Sunday, 24 March 2013

Flavor-Town


One of the most prized directives in the corporate witch-doctor’s bag of tricks is the need to identify your mighty enterprise with a small town or rural location. Plant the idea in the public mind that yours is a business just like the reader’s – you struggle along against all the obstacles that government puts in your path making just enough profit to keep going. At the end of the day you are just plain folks, nothing fancy or pretentious to unsettle the customer. The makers of Beech-Nut Gum made the most of their small town origin in the Mohawk Valley town of Canajoharie employing the service of a bucolic Adonis complete with pitchfork to bring the news to the visitor from the city. Just a bunch of local boys who got together to process wholesome smoked country hams and invented the vacuum jar – everything from ketchup to jam, from peanut butter to marmalade went into those jars until chewing gum was added to the product lines. To overcome the problem of pronouncing Canajoharie it was renamed Flavor-Town. 

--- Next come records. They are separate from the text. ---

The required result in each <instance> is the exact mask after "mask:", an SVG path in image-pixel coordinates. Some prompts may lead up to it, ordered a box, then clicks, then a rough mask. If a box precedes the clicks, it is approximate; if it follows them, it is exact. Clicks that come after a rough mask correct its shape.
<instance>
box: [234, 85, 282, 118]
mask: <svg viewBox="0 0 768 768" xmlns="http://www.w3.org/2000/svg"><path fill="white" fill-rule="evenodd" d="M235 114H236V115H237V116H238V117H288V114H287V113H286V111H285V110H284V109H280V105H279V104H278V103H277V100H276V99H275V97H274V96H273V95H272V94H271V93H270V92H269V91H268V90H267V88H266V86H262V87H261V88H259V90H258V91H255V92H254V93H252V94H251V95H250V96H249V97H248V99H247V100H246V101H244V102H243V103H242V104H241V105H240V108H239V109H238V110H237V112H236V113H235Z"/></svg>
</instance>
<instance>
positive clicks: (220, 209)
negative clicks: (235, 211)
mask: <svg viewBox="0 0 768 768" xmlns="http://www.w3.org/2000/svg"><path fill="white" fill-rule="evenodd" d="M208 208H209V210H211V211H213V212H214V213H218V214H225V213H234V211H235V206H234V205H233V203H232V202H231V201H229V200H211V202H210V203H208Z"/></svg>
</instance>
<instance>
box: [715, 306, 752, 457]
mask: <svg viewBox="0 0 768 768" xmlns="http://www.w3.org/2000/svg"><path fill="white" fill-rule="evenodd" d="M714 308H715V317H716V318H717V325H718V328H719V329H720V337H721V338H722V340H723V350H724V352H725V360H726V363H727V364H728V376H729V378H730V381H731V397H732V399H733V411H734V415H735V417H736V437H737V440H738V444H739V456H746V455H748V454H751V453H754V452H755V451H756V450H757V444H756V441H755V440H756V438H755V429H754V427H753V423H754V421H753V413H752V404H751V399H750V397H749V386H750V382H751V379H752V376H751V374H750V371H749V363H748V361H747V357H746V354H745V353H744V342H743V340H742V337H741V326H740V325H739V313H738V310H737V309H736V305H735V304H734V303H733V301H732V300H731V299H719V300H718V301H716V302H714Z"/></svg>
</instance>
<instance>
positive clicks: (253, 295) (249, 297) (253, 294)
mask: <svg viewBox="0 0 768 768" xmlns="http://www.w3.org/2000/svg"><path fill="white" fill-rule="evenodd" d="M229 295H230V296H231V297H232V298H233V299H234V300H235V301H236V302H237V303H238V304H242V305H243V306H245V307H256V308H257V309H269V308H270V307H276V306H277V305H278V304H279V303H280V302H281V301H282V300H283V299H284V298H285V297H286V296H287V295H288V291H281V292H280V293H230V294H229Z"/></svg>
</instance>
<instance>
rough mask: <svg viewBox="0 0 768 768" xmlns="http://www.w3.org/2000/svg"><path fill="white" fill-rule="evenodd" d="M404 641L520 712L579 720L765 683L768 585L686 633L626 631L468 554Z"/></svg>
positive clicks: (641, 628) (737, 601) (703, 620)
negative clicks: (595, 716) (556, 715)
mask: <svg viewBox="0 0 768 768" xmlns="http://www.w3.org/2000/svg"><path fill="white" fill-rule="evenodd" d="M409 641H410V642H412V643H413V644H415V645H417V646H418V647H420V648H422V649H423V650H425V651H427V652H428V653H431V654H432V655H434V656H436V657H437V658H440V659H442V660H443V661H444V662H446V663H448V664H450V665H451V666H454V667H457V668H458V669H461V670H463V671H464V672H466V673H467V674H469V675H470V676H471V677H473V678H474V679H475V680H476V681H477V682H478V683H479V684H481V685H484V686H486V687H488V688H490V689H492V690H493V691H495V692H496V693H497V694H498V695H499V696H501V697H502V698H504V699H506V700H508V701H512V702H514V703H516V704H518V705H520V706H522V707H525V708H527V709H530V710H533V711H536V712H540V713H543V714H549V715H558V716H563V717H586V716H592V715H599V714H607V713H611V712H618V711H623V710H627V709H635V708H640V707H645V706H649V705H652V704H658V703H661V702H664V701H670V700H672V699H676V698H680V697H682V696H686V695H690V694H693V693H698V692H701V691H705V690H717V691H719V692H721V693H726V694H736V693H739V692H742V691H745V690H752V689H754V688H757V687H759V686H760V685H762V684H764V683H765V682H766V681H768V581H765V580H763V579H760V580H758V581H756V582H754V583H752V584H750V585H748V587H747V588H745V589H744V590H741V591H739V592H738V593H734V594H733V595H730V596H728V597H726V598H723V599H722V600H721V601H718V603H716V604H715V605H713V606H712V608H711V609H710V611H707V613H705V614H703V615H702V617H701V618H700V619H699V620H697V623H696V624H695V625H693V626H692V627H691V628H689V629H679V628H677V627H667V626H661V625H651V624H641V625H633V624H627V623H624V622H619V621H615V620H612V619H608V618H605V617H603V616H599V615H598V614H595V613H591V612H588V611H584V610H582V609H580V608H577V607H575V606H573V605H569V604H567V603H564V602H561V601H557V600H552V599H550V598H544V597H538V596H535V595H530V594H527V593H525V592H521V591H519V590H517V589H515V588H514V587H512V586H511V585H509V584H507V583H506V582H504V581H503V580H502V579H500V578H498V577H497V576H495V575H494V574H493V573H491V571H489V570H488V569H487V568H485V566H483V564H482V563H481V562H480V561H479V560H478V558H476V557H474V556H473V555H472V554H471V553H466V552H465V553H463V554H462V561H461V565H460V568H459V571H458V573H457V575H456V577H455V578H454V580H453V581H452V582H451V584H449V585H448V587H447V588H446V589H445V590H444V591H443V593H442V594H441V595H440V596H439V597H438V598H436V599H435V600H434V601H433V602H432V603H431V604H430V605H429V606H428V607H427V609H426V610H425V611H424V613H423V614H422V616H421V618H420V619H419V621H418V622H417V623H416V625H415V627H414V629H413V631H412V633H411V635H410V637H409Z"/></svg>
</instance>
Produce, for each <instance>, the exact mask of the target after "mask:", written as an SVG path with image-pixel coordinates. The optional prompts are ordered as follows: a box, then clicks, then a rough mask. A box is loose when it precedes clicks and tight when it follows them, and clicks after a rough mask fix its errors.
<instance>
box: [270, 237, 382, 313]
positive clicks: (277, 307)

Now for a Declaration of Bias – I have the undiluted petit-bourgeois aversion to the habit of chewing slabs of synthetically flavoured latex. The mechanical rhythms of the rotating jaw and associated vacuous facial distortions are self-inflicted and everyone has a right to look stupid, but the practice of transferring discarded gum to the clothing and footwear of strangers via the agency of table undersides and public seating is genuinely objectionable. So shed no tears for the demise of Beech-Nut. The company was swallowed up and spat out by a succession of competitors including Life Savers, Squibb, Nabisco, Nestlé, Ralston Purina, Madison Dearborn and the Hero Group. Somewhere in this marathon the gum expired and all that remains today is baby food. In 2011 the very last production facility in Flavor-Town moved elsewhere.